Syndicated columnist Marni Jameson (marnijameson.com) is the author of two home and lifestyle books, and the forthcoming “What to Do with a Houseful of Memories” (Sterling Press).
Sweet dreams: what a great bedroom needs
Boll & Branch’s Missy Tannen and I drifted off the subject of sheets to talk about what every bedroom should have besides a dreamy bed:
• Actual décor. “So many people don’t bother to decorate their bedrooms,” Tannen said. “They figure, since it’s not where guests go, theycan ignore it.” However, as the first and last place you see every day, your bedroom should be beautiful.

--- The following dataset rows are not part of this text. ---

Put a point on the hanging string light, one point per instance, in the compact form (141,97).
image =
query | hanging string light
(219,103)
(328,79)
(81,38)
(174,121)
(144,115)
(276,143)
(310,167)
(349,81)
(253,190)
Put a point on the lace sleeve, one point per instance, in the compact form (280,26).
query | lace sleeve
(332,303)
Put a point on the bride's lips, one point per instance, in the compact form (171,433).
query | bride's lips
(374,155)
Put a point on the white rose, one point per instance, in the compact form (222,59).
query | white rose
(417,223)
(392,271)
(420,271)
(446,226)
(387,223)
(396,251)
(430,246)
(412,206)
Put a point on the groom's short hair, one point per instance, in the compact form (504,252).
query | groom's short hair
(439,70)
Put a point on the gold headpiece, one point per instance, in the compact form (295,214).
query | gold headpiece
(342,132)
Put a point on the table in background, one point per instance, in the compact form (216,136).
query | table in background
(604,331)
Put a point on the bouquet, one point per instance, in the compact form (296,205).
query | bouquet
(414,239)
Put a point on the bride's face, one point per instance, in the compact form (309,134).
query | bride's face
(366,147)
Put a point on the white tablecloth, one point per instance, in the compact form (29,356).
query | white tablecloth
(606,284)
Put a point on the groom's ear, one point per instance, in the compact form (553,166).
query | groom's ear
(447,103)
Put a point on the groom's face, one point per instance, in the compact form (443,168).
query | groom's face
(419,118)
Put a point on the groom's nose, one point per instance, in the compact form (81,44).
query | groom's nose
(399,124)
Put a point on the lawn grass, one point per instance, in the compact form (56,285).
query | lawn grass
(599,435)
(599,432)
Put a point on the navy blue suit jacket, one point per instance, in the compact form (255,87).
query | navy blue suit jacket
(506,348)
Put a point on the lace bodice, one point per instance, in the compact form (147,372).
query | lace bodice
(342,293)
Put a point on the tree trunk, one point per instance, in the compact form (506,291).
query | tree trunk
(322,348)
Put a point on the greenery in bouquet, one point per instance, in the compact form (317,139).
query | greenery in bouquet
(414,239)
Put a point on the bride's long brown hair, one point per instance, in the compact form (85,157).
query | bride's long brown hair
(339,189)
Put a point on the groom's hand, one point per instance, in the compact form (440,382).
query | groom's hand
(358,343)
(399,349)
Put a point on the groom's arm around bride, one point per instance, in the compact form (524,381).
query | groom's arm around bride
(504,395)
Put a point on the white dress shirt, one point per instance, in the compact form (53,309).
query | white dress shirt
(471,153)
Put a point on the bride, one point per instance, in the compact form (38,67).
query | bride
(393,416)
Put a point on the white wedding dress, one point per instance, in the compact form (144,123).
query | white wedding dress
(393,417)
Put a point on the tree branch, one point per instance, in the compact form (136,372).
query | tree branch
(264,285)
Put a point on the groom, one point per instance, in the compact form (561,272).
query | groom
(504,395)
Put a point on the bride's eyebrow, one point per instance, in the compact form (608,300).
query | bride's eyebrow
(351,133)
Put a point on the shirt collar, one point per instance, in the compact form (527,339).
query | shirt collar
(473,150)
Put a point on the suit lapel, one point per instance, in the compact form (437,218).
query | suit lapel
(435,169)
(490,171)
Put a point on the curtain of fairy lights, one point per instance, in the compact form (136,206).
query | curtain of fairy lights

• Zero clutter. Make this a place where the distractions of life are gone. That means no mail, bills, to-do lists, computers or exercise gear. “Create a place where you can let go of everything,” she said.
• Tranquil colors, minimal pattern. Paint your walls in a shade you find soothing, avoiding high contrast colors and busy patterns. Think soothing.
• Lights that dim and window coverings you control. Almost nowhere is light and dark more important than in a bedroom. You want to be able to fill a room with daylight, switch on a task light to read by, dim lighting to wind down, and go pitch dark for the best sleep.
• A statement headboard. Along with well-chosen accent pillows, a strong headboard gives a bedroom focus.
• Personal photos. Display images of those you love most, but please, put your carefully selected photo collection together in coordinated frames.
• Something alive and something sparkly. Every bedroom should have something living, like a fresh-cut hydrangea blossom, and something that sparkles, like a blingy light fixture, which adds a touch of glamour.